Reputation: 185
I have a code:
<div class="activityBody postBody thing">
<p>
<a href="/forum/conversation/post/3904-22" rel="post" data-id="3904-22" class="mqPostRef">(22)</a>
where?
</p>
</div>
I am using this code to extract text:
html_nodes(messageNode, xpath=".//p") %>% html_text() %>% paste0(collapse="\n")
And getting the result:
"(22) where?"
But I need only "p" text, excluding text that could be inside "p" in child nodes. I have to get this text:
"where"
Is there any way to exclude child nodes while I getting text?
Mac OS 10.11.6 (15G31), RSrudio Version 0.99.903, R version 3.3.1 (2016-06-21)
Upvotes: 2
Views: 2208
Reputation: 78792
This will grab all the text from <p>
children (which means it won't include text from sub-nodes that aren't "text emitters":
library(xml2)
library(rvest)
library(purrr)
txt <- '<div class="activityBody postBody thing">
<p>
<a href="/forum/conversation/post/3904-22" rel="post" data-id="3904-22" class="mqPostRef">(22)</a>
where?
</p>
<p>
stays
<b>disappears</b>
<a>disappears</a>
<span>disappears</span>
stays
</p>
</div>'
doc <- read_xml(txt)
html_nodes(doc, xpath="//p") %>%
map_chr(~paste0(html_text(html_nodes(., xpath="./text()"), trim=TRUE), collapse=" "))
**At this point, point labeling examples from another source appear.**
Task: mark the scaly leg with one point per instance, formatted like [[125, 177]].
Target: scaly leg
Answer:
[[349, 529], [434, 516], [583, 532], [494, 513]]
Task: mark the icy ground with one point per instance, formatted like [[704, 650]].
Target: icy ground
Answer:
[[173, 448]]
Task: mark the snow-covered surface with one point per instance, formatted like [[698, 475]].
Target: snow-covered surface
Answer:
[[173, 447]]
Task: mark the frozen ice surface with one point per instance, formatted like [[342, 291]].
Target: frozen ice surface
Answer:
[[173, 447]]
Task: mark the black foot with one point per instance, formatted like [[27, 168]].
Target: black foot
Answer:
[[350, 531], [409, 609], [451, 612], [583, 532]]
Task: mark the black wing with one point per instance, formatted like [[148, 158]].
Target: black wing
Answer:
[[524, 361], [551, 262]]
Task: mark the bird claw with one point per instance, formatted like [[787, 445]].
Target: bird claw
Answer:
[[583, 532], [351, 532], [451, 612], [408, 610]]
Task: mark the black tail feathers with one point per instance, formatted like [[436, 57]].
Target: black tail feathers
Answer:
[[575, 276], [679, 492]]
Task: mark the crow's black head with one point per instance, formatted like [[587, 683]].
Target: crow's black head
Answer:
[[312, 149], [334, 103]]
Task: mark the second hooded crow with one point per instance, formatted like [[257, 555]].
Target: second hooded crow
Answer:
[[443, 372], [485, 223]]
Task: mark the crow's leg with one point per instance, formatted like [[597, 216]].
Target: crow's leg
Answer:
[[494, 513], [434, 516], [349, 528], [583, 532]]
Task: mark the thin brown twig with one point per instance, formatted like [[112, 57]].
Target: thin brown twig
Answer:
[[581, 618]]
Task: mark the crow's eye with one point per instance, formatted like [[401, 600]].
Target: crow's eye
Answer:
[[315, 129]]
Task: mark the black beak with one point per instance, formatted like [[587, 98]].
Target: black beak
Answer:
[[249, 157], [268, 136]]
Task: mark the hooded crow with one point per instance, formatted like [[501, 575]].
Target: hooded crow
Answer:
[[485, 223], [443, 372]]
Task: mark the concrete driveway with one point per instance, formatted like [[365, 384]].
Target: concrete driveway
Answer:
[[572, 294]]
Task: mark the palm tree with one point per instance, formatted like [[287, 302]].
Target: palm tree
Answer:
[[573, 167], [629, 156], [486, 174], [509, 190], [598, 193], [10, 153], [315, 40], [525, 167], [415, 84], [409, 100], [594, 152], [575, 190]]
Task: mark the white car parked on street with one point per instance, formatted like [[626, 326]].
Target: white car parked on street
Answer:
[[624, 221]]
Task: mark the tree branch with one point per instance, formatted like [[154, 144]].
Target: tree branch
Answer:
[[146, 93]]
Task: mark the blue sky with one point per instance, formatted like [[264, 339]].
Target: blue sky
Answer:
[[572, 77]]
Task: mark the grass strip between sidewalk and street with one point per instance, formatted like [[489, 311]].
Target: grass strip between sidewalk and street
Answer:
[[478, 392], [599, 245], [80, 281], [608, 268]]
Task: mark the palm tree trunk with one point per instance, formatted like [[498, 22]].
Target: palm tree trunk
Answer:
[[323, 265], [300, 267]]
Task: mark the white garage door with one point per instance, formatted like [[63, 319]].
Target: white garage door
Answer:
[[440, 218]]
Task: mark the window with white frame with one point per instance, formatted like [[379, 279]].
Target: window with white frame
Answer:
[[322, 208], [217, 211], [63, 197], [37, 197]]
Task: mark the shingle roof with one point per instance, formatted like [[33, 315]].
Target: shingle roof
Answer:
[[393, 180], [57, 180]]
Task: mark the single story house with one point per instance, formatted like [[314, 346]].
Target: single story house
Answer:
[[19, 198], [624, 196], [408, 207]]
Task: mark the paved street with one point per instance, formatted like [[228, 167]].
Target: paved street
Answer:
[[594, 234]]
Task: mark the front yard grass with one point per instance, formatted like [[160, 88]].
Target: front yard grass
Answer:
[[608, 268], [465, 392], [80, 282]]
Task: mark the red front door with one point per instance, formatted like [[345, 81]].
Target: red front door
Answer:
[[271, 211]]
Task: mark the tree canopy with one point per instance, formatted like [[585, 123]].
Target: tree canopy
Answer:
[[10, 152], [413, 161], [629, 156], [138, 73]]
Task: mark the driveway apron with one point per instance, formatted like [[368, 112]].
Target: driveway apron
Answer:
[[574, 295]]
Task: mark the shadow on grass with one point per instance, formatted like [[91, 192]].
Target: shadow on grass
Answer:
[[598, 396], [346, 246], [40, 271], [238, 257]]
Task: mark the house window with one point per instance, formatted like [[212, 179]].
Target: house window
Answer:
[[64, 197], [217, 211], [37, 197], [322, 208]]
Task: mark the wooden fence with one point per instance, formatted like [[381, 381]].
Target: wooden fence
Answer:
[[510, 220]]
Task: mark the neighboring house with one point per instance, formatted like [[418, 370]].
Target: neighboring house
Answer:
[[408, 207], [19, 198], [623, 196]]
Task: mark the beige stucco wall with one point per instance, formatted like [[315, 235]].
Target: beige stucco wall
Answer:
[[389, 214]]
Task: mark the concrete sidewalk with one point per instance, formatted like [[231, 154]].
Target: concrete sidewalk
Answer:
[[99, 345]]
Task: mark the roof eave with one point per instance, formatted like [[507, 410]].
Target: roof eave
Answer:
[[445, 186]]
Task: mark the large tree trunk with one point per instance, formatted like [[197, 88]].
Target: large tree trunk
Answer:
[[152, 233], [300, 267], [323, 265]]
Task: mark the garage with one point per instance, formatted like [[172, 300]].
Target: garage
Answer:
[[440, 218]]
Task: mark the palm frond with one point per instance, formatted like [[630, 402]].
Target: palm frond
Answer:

## [1] "where?" "stays stays"
Unfortunately, that's pretty "lossy" (you lose <b>
, <span>
, etc) but this or @Floo0's (also potentially lossy) solution may work sufficiently for you.
If you use the XML
package you can actually edit nodes (i.e. delete node elements).
Upvotes: 1
Reputation: 21497
If you are sure the text you want always comes last you can use:
doc %>% html_nodes(xpath=".//p/text()[last()]") %>% xml_text(trim = TRUE)
Alternatively you can use the following to select all "non empty" trings
doc %>% html_nodes(xpath=".//p/text()[normalize-space()]") %>% xml_text(trim = TRUE)
For more details on normalize-space()
see https://developer.mozilla.org/en-US/docs/Web/XPath/Functions/normalize-space
3rd option would be to use the xml2
package directly via:
doc %>% xml2::xml_find_chr(xpath="normalize-space(.//p/text())")
Upvotes: 2